Two or three times a year, on no particular day and in no particular season, my father would get an irresistible urge to bake koochen. This need was akin to salmon swimming upstream or gravity swimming down. It was a genetic command from the Great Chef in the Sky, an Event with a capital “E,” the ripples of which traveled from Glencoe to Highland Park to Chicago, to touch the lives of aunts, uncles, nieces, nephews, friends and friends of friends.

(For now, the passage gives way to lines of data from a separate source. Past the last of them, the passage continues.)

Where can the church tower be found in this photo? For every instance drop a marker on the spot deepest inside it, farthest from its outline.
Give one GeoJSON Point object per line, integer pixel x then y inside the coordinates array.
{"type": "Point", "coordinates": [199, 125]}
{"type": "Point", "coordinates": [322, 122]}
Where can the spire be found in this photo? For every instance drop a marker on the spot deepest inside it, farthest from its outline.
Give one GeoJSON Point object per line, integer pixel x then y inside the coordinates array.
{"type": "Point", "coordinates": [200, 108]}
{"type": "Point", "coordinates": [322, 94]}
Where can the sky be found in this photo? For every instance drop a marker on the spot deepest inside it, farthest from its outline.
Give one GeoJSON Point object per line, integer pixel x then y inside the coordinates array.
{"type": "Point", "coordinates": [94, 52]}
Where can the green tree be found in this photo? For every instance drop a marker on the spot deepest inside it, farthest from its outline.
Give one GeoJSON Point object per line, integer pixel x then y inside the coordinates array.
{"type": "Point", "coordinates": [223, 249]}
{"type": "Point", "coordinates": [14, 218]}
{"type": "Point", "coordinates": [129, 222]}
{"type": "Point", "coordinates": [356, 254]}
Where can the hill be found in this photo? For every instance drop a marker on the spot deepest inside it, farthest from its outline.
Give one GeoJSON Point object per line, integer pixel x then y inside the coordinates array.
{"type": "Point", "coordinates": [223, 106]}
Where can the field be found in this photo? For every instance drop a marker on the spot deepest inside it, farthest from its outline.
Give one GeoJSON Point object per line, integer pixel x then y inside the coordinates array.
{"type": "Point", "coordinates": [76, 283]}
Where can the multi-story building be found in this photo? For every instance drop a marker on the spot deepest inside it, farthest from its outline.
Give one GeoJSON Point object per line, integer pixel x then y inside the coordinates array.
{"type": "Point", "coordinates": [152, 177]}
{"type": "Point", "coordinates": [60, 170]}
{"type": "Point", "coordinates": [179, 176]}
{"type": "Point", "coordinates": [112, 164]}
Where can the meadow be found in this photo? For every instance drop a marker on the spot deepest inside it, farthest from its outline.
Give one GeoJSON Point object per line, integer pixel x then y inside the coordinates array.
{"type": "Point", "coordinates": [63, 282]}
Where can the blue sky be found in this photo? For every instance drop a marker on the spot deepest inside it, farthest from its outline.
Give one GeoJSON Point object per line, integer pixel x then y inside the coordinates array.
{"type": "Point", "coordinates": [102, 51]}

In the small universe that we inhabited, my father’s koochen was famous. Or, should I say infamous? It was something over which prospective victims would groan, “Sam, you could throw it against a wall, and the wall would break,” but which we would all eat anyway, because there was an irresistible quality about this heavier-than-air pastry. “I know I’m going to break my front teeth on the first bite.” A quality greater than just the love with which it was baked. “Oh, no, Sam. Not again. My insurance policy doesn’t cover eating injuries.” A quality of meeting, and overcoming one of life’s challenges.
My father’s koochen.
Never did a man bake with such joyful abandon. Never was a kitchen brought to its knees with such a gleam of contentment in the ravager’s eyes.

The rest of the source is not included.